Phase 4: Dataset Management with Hugging Face
Upload to Hub:
python FontDiffusion/create_hf_dataset.py \
--data-dir "my_dataset/train_original" \
--repo-id dzungpham/font-diffusion-generated-data \
--split "train_original" \
--token {HF_TOKEN}
Download from Hub to Local Disk:
python FontDiffusion/export_hf_dataset_to_disk.py \
--output-dir "my_dataset/train_original" \
--repo-id {HF_USERNAME}/font-diffusion-generated-data \
--split "train_original" \
--token HF_TOKEN
5. Resources
-
Source Code (GitHub): https://github.com/dzungphieuluuky/FontDiffusion.git
-
Jupyter Notebook (Kaggle): https://www.kaggle.com/code/dzung271828/font-diffusion
-
Datasets (Hugging Face): https://huggingface.co/datasets/dzungpham/font-diffusion-generated-data
- train_original: Complete synthetic character image dataset.
- train/val: Pre-split dataset ready for training pipelines.
-
Pretrained Model Weights: Available in SafeTensors format (superior I/O performance and HF ecosystem compatibility):
content_encoder.safetensorsstyle_encoder.safetensorsunet.safetensorsscr_210000.pth(Phase 2 training checkpoint)
Model Hub: https://huggingface.co/dzungpham/font-diffusion-weights
6. Experimental Results and Training Metrics
Phase 1 training logs (via Weights & Biases), with adjusted perceptual loss and offset loss coefficients relative to baseline implementation:
- Training Loss:

- Perceptual Loss:

- Offset Loss:

- Diffusion Loss:

7. Future Directions
-
Architecture Enhancement: The current model is approaching saturation with diminishing marginal improvements from higher loss coefficients.
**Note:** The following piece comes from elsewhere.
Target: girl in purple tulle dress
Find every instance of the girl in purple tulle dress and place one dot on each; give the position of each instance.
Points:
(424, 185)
Future work will integrate the Style Transformation Module (FST) from the FSTDiff paper to increase model capacity and representational power.
-
Multi-Scale Feature Extraction: Combine insights from both FontDiffuser and FSTDiff to implement multi-resolution feature extraction for both content and style encoders.
-
Auxiliary Loss Functions: Once tensor dimension compatibility is resolved, introduce consistency losses and complementary loss objectives to further constrain the learned representation.
-
Comprehensive Validation Framework: Currently, model performance assessment is limited pending integration with the image comparison module. A robust validation protocol should distinguish three distinct scenarios:
- Seen Content, Unseen Style (SCUS): Evaluates style generalization.
- Unseen Content, Seen Style (UCSS): Evaluates content generalization.
- Unseen Content, Unseen Style (UCUS): Evaluates full generalization (primary metric).
This stratification enables targeted ablation studies and component-level performance diagnosis.